Create AzureAD app registration when web app is deployed

Question

I understand the concept of AzureAD App Registrations and I'm using it in several projects. Now I need to generate a Web App that should be deployable as a component in any AAD. This Web App should use Azure APIs to discover components in the subscription it is deployed to which I don't know at develop time.

What is the preferred way to accomplish the app registration fully automated at deploy time? I need to register an app in AAD and then to store the informations (App Id, Tenant ID, ...) in my web.config somehow.

Answer 1

The problem is that you can't develop an app that has access to the Azure AD without it being registered first.

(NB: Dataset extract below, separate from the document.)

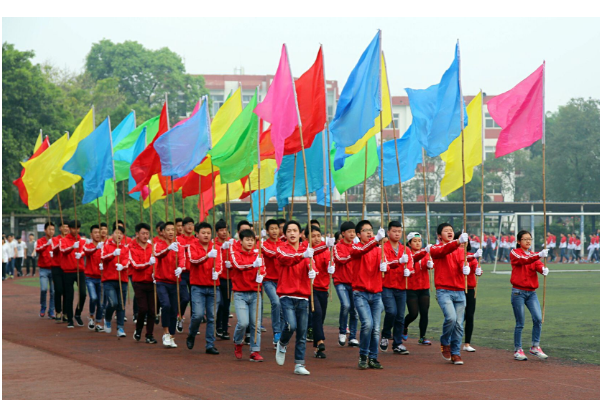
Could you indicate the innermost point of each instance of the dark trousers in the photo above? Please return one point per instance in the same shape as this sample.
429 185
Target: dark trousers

The Azure Portal and Powershell have access. Maybe you can use Powershell to script the permission grant in your scenario?

Otherwise, (I did this a while back for a solution) you can create a multi-tenant web app, that your customers' Azure AD tenant administrators can sign in to. With the tenant administrators granting access, the web app can then access their Azure AD graph API and create the required application definition for your application.

In my scenario the Azure AD client application ran on-premise. It required access to the Azure AD graph API and also needed certificate based authentication towards the Outlook 365 Exchange Web Service. So the web app could create the certificate, grant access to the required APIs, and let the user download the certificate, application ID etc. The on-prem app could then use the downloaded file as its configuration for accessing the Azure AD and other APIs.